As Zur prepares for next year’s release of Starfield, he reflects on his two-decade collaboration with Bethesda. Zur says working with Bethesda is “very different to working with many other studios,” and praises the creativity he’s been allowed to explore with Starfield.
“With Bethesda, they very much give me the freedom to be inspired and follow my own instincts, rather than asking me to follow this or that direction. We’ve been working together for many years now and both [Starfield audio director] Mark Lampert and [game director] Todd Howard always ask me to do what I think creatively, and if they do hear something that steps outside of what they envision then they will be sure to tell me.
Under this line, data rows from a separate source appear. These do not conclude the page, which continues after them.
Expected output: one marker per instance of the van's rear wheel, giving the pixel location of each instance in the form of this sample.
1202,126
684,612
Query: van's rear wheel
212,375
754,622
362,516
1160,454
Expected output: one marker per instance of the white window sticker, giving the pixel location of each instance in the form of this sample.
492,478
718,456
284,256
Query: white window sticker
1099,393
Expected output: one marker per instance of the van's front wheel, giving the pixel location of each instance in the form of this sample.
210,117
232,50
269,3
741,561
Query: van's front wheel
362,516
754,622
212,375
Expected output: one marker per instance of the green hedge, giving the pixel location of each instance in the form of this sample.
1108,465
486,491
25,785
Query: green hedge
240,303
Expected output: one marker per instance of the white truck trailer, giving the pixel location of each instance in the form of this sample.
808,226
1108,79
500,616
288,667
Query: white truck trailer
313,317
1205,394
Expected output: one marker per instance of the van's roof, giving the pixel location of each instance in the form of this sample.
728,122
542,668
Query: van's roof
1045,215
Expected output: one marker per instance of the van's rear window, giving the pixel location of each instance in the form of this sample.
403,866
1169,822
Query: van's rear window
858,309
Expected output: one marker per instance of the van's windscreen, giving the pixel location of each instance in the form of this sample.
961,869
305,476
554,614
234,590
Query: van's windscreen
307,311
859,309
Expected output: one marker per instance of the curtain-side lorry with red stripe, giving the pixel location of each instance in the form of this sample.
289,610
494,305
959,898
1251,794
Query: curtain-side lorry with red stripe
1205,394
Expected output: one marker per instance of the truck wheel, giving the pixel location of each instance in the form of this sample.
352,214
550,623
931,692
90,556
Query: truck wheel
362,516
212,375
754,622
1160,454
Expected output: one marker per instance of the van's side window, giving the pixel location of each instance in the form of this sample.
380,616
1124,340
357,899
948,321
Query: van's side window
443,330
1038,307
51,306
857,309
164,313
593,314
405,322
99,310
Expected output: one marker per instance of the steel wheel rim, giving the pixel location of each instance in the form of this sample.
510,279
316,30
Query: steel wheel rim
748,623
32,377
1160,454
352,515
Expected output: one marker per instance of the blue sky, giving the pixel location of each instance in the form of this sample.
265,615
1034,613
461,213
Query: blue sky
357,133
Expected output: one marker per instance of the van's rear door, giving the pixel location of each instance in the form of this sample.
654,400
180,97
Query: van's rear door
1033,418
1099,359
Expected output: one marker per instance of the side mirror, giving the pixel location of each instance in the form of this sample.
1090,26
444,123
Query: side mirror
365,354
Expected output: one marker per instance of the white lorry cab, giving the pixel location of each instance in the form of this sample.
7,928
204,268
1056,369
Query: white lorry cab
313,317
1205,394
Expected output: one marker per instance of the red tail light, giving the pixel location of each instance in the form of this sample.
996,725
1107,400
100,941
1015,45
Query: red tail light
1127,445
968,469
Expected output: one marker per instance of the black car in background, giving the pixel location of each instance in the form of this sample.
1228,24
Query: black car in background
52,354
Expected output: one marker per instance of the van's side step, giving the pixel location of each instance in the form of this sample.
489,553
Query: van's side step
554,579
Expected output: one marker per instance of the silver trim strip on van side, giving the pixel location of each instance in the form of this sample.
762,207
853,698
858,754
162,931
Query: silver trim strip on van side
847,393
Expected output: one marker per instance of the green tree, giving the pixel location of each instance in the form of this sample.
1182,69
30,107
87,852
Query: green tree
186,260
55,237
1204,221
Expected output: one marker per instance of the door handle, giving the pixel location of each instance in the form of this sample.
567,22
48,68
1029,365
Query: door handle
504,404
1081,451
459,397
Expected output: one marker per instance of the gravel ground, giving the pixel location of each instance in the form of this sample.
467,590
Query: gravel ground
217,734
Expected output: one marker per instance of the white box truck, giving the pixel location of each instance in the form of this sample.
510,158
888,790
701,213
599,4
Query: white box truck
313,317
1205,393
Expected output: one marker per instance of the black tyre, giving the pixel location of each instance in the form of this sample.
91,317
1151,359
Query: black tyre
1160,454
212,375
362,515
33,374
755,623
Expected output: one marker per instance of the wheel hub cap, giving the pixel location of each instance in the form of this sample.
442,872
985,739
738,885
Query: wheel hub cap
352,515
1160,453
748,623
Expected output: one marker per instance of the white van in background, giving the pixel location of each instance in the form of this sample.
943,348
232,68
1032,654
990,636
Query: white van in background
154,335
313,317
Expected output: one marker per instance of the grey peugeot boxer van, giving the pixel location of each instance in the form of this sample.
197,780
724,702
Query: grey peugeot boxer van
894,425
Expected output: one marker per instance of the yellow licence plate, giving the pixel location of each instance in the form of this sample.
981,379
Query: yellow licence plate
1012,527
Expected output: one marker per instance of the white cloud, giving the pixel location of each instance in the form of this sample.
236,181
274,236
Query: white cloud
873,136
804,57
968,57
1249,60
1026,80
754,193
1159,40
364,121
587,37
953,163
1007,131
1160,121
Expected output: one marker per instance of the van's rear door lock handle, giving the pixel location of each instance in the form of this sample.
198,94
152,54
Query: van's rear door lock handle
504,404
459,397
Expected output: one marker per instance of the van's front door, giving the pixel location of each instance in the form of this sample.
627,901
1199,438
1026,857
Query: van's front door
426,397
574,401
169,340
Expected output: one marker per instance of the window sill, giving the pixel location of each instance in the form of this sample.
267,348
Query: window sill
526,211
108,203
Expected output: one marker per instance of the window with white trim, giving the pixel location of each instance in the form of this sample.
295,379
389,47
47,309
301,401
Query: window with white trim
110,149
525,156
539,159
They trust my artistic judgment and ability, and always welcome my point of view.”
“It’s a wonderful collaboration,” adds Zur, who says that his history with Bethesda has “definitely” affected how he’s approached scoring Starfield.” After 20 years of working with Bethesda over multiple projects we’ve both grown to know each other very well,” explains the composer.
“We know what to expect from each other but we are also eager to surprise each other! We are really motivated to develop our collaborative partnership and to push the creative boundaries higher and higher. We take every chord that we work on together as a stepping stone, a benchmark that we can stand on to make our next advancement. Sometimes we’re referencing interesting elements from previous projects – Fallout, The Elder Scrolls: Blades – as a starting point to develop new ideas. The way we approach artistic attributions is very similar. Usually it’s more philosophical, how we try to encapsulate the emotion in the musical piece rather than describing what the player is doing on screen.”
With a formidable body of work behind him, Zur is looking forward to what’s next. Beyond Bethesda, the composer would love to take a shot at scoring James Bond, and is keen to revisit Prince Of Persia – which he says would be “very exciting to me as a composer.”
But right now, it’s all eyes on Starfield – and Zur couldn’t be prouder of his latest score. “I feel that Starfield is my best score to date, although that does not take away from any other scores which I have composed for Bethesda,” says Zur. “I think that each of the scores for the Fallout series and others have their moments and uniqueness. But as a whole piece of work, I believe Starfield shows more of my maturity as a composer.”